Calculus is a branch of mathematics that studies how things change. It allows us to compute things like slopes of curves and areas under curves. The main concepts in calculus include:

• Differentiation: Used to find the rate at which a quantity changes. This is what we do when we find the derivative of a function.
• Integration: The reverse process of differentiation, used to find areas under curves.

In problems involving extreme values, like finding the highest or lowest point on a graph, calculus plays a crucial role. By taking derivatives, you can identify critical points, which are potential candidates for these extreme values.

Derivatives are a fundamental tool in calculus, representing the rate of change of a function with respect to a variable. For the quadratic function given, the derivative is found by applying simple rules:

• For a term like \( ax^n \), the derivative is found using \( nax^{n-1} \).
• For constants, the derivative is zero.

Using these rules, the derivative of \( 2x^2 - 8x + 9 \) becomes \( 4x - 8 \). This expression tells us how the function \( y = 2x^2 - 8x + 9 \) changes at any point \( x \). By setting the derivative equal to zero, we locate the function's critical points, which will tell us where the function changes direction, indicating a possible max or min value.
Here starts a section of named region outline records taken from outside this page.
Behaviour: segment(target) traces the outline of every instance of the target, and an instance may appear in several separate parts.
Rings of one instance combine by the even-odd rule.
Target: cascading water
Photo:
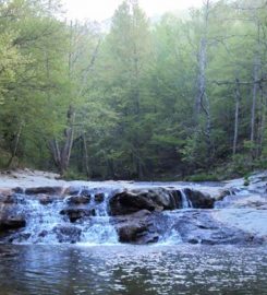
[[[113,245],[119,243],[118,220],[110,216],[110,198],[123,191],[122,187],[71,187],[64,192],[45,194],[16,193],[21,214],[26,226],[8,237],[13,244],[82,244]],[[144,188],[146,191],[146,188]],[[156,190],[157,191],[157,188]],[[160,190],[158,191],[160,193]],[[181,243],[175,228],[175,219],[192,209],[185,189],[169,192],[177,200],[177,210],[165,211],[162,216],[161,240],[167,244]],[[174,194],[173,194],[174,193]],[[168,194],[167,194],[168,196]],[[131,205],[130,205],[131,208]],[[120,225],[119,225],[120,226]]]
[[[181,192],[181,198],[182,198],[182,209],[193,208],[193,204],[191,200],[187,198],[187,196],[185,194],[184,190],[181,189],[180,192]]]
[[[86,204],[70,205],[70,198],[51,198],[43,202],[41,198],[21,194],[24,199],[22,214],[25,215],[26,227],[12,236],[13,244],[116,244],[118,235],[108,215],[108,200],[112,189],[81,188],[76,196],[89,196]],[[75,198],[75,197],[74,197]],[[70,216],[63,214],[90,212],[71,222]]]

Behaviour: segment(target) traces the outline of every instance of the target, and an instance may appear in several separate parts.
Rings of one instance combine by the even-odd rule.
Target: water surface
[[[267,248],[0,246],[1,295],[267,294]]]

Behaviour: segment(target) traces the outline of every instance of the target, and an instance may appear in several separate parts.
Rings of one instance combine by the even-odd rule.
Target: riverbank
[[[2,244],[267,244],[267,173],[224,182],[0,177]]]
Critical points occur where the derivative of a function equals zero or does not exist. These points can signify potential local maxima, minima, or points of inflection:

• Solving \( y' = 0 \) helps us find where the function's slope is zero, meaning the curve changes direction.
• For the quadratic \( y = 2x^2 - 8x + 9 \), we solve \( 4x - 8 = 0 \) to find \( x = 2 \).

At this point, the slope changes from negative to positive, indicating a minimum point at \( x = 2 \). Checking the function's value at this point gives us \( y = 1 \), confirming a critical point at \( (2, 1) \). Evaluating the second derivative, \( y'' = 4 \), confirms a local minimum since it is positive, indicating the curve is concave up.

A quadratic function is a polynomial of degree 2 and can be written in the standard form \( y = ax^2 + bx + c \). Its graph is a parabola that can open upwards or downwards:

• Upwards Opening: Happens when the coefficient \( a \) is positive, like in our function \( y = 2x^2 - 8x + 9 \).
• Vertex Form: The vertex is the peak or trough of the parabola, revealing important features like the minimum or maximum value of the function.

For the given function, since \( a = 2 \) (positive), the parabola opens upwards, ensuring there is a minimum point. By completing the square or using calculus, we find this vertex at \( (2, 1) \), showing it's the lowest point on the graph. Hence, this local minimum is also the absolute minimum as the arms of the parabola stretch infinitely upward.